Key Laboratory of Central CNS Regeneration (Ministry of Education), Guangdong-Hong Kong-Macau Institute of CNS Regeneration, Jinan University, Guangzhou, China.
Department of Neurobiology, School of Basic Medicine, Tongji Medical College, Huazhong University of Science and Technology, Wuhan, China.
Mol Psychiatry. 2021 Nov;26(11):6187-6197. doi: 10.1038/s41380-021-01336-2. Epub 2021 Oct 22.
Drug exposure impairs cortical plasticity and motor learning, which underlies the reduced behavioral flexibility in drug addiction. Physical exercise has been used to prevent relapse in drug rehabilitation program. However, the potential benefits and molecular mechanisms of physical exercise on drug-evoked motor-cortical dysfunctions are unknown. Here we report that 1-week treadmill training restores cocaine-induced synaptic deficits, in the form of improved in vivo spine formation, synaptic transmission, and spontaneous activities of cortical pyramidal neurons, as well as motor-learning ability. The synaptic and behavioral benefits relied on de novo protein synthesis, which are directed by the activation of the mechanistic target of rapamycin (mTOR)-ribosomal protein S6 pathway. These findings establish synaptic functional restoration and mTOR signaling as the critical mechanism supporting physical exercise training in rehabilitating the addicted brain.

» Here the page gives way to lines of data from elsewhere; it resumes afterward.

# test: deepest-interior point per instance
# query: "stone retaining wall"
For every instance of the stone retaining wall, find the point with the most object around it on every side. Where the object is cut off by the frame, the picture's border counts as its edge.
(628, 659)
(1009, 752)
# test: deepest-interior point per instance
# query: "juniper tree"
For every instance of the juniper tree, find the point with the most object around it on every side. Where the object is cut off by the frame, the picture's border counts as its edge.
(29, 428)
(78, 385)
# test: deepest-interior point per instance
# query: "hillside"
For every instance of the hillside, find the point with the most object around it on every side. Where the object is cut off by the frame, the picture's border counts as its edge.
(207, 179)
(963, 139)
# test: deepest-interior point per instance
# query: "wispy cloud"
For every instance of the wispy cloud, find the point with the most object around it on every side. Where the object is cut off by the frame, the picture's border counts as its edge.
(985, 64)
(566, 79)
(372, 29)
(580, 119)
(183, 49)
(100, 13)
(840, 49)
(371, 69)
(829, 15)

药物暴露会损害皮质可塑性和运动学习,这是药物成瘾导致行为灵活性降低的基础。运动已被用于预防药物康复计划中的复发。然而,运动对药物引起的运动皮层功能障碍的潜在益处和分子机制尚不清楚。在这里,我们报告了为期一周的跑步机训练恢复了可卡因引起的突触缺陷,表现为体内棘突形成、突触传递和皮质锥体神经元自发活动的改善,以及运动学习能力的提高。这种突触和行为的改善依赖于新蛋白质的合成,这是由雷帕霉素靶蛋白(mTOR)-核糖体蛋白 S6 通路的激活所指导的。这些发现确立了突触功能的恢复和 mTOR 信号作为支持运动训练在康复成瘾大脑方面的关键机制。